Crimping & Crimp Quality - Issue 7

With both semi-automatic and fully-automatic crimping, the critical process steps begin before the actual crimping process and end with verification of the crimp quality.

Crimping is a complex procedure requiring an optimal interaction of different processes and processing media. Depending on the final product and the required quality, the ability to automate the process must be taken into consideration early in the terminal design stage. Although the choice of appropriate materials (conductor type, wire cross-section, crimp terminal design, etc) is strongly related to the end product, the ability to automate the process should also be considered in the early stages of development. 

fully automatic processing:
CrimpCenter 64

At first sight, it is not possible to tell whether a crimped wire was processed using semi- or fully-automatic equipment.  Therefore, important issues to consider are the quality to be achieved and the necessary expense and effort during the process. Since the basic processing steps are identical for both processing types, the same quality requirements apply. The main difference is in how the wire is moved between the individual processing steps.  It can be moved automatically (=high process security, short cycle times) or manually (=high flexibility).

Some types of terminals can not be crimped automatically, or can only be automated with considerable expense and effort. An example is crimping of loose-piece closed barrel terminals onto battery cables.

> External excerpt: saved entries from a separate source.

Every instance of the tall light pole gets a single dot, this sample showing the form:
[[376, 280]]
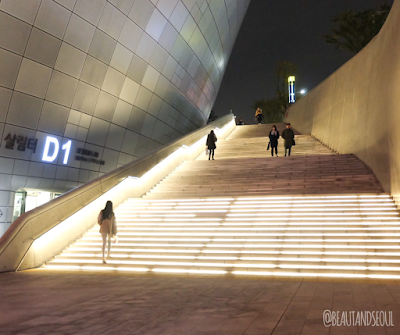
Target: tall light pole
[[292, 94]]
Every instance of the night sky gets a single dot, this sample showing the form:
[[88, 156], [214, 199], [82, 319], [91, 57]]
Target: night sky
[[276, 30]]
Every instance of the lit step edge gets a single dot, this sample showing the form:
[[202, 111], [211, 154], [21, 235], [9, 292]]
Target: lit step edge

Example of processed tube type terminal

Here, the terminal must first be manually placed onto the stripped cable end, whereby all individual strands must be covered by the barrel/sheath. This process requires “fingertip touch” and is therefore usually carried out manually.  This type of terminal is often crimped using hexagonal form (cable cross-sections >25 mm²). Battery cables are large and heavy, making them difficult to handle.  They are often fitted with loose-piece closed barrel terminals or battery connectors and run in small production quantities. In most cases, special heavy duty crimp applicators are used for the different designs.

Quality Assurance

Fault recognition and fault prevention processes are also critical steps of the crimping process.  Crimp force monitoring (CFM) is the "in-process" quality control method used to monitor the quality of the crimping process during production.  The CFM measures the crimping force during the crimping process.  It compares the force/time curve of each terminal being crimped against the stored reference curve.  If the measured values are outside of the specified tolerance limits, the crimp is identified as bad.  Today, two out of three crimping presses have a CFM system installed on them.   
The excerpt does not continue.